Psychologist Jeanne Siaud-Facchin argued that before the age of six it is better "to spare" children because until then they do not have the "capacity to understand".
"There are no rules," she said, "but I think it is essential to leave them in their child's world and not to expose them to (these kind of) images or words because they will only take emotions without understanding their meaning. The only thing that they will understand is raw and worrying fear," she said.
But if they ask questions, parents should not lie, Siaud-Facchin added.
"Better to keep it a bit hazy. Say that 'fighters have attacked the country' or that you are worried because serious things have happened in the world of adults that does not concern them," she added.

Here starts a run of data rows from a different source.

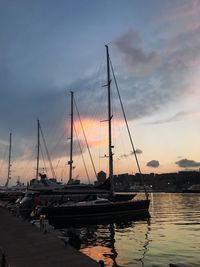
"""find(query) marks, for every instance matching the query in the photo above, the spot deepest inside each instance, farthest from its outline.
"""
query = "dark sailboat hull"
(80, 213)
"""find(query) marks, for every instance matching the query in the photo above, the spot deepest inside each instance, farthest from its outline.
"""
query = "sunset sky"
(49, 48)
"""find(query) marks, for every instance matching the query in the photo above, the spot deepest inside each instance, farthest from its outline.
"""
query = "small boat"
(94, 210)
(99, 208)
(195, 188)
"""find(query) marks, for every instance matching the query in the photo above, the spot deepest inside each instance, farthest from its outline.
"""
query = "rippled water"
(171, 235)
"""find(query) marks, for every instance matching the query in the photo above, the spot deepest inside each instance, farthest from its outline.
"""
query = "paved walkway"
(26, 246)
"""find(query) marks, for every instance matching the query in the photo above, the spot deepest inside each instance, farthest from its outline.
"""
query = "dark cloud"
(138, 61)
(153, 164)
(186, 163)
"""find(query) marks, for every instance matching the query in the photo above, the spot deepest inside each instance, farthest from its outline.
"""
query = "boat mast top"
(109, 122)
(70, 162)
(9, 161)
(38, 149)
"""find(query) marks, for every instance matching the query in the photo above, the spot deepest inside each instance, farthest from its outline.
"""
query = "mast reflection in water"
(171, 235)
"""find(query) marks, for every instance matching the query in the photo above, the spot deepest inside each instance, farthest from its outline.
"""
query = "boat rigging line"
(128, 129)
(85, 138)
(82, 156)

"Some parents say to themselves wrongly that they have to be absolutely truthful to their children. But children are used to us not talking to them about certain things."
With children aged six and upwards it is vital to talk about the subject, Siaud-Facchin said - particularly if it is likely to come up at school, either brought up by teachers or in the playground.
But how do we explain such terrible things to them? Above all, avoid using words like "carnage", "massacre" or "bloodbath".
In a society saturated with information it is hard to hide the front pages, but "if they hear or see things that can terrify them, parents are there to act as decoders", Siaud-Facchin said.
"If children are scared, tell them it's okay, that you are too. But reassure them by saying they're not in danger, that protective measures are taken in France and that you're there to protect them," she said.